Reformers viewed pilgrimages as superstitious and discouraged them, and they fell out of favour across Europe for a time. Yet the idea never went away. John Bunyan’s Pilgrim’s Progress, for example, viewed pilgrimage as a metaphor for the challenges we face on our pathway through life.
“I think pilgrimages were viewed as superstition because people believed that you could be healed by the water from a special well or by the bones of a saint,” Dr Frazer says.
“That is why Robert the Bruce, who is said to have suffered from leprosy travelled twice to Whithorn, a site made sacred by St Ninian.”
“But what those who frowned on pilgrimage missed is that the most important part of pilgrimage is not the destination but the journey. It is on the journey that we meet others and find Christ in the stranger.

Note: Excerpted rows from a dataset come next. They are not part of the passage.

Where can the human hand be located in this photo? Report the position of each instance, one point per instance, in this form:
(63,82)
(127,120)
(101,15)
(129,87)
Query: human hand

“It’s unfortunate that in reforming some wrongful practices, we may have neglected a way to worship that is meaningful to so many.”
Jesus spent his entire ministry on the move, Dr Frazer notes, sometimes going off alone to remote places to pray and prepare for the trials he would face.
And after Christ’s resurrection it was on the Road to Emmaus that he revealed himself to disciples.
“They offered hospitality to a stranger and then realised they had been in the presence of the risen Christ. And it’s quite common to encounter Christ through welcoming people you have never met before. The sharing of hospitality is a sacred thing; it’s very sacramental.”
Rev David McNeish, minister for Birsay, Harray and Sandwick in Orkney, says the St Magnus Way came about after a small group of people from different churches came together to discuss a pilgrimage route on the island.
“When we started talking about a pilgrim route St Magnus, who is the patron saint of Orkney, was the first person who came to mind. After his martyrdom on the island of Egilsay his body was brought to Birsay on the mainland. Then 20 years later, when the seat of power moved to Kirkwall, his bones were taken there.
“So there was a journey Magnus himself took after his death, as well as evidence of people making pilgrimage to Orkney in the Middle Ages.”
From just an idea in Autumn 2015, the St Magnus Way pilgrimage route quickly took on a life of its own. A range of groups have already granted funding to the project, including the European LEADER fund, the Society of the Friends of St Magnus Cathedral, the Society in Scotland for Propagating Christian Knowledge, the local community council, Tesco and the Church of Scotland.
Historians from the University of the Highlands and Islands are helping to define the most accurate route and to writing the story that will unfold along the way.
As well as placing waymarkers along the route, the Orkney Pilgrimage group is developing a phone app which will link to Bluetooth beacons that tell the story of St Magnus and provide background on places to stay or to find refreshment. Pilgrims will also find spiritual reflections for their journey.
Mr McNeish says spiritual journeying has a timeless appeal.
“The idea of walking and reflecting and engaging with God in the landscape and in the stories of the early Christians feels very relevant to people today.
“We talk a lot about the drop in attendance at Sunday services and about other ways to worship. Pilgrimage is a way for a lot of people to reconnect with their spirituality and with the Church.
“Rather than asking people to come inside the church, we are coming outside to encourage faith in new ways.”
“As a pilgrim you get a chance to encounter God as you walk in the great cathedral of nature.”
Nick Cooke, secretary of the Scottish Pilgrim Routes Forum, said the new Fife route will bring tourism to rural communities that need a boost.
“Fife was a huge pilgrimage centre in the Middle Ages and by bringing walkers and cyclists to the middle of Fife this route will help revive some vulnerable rural communities.”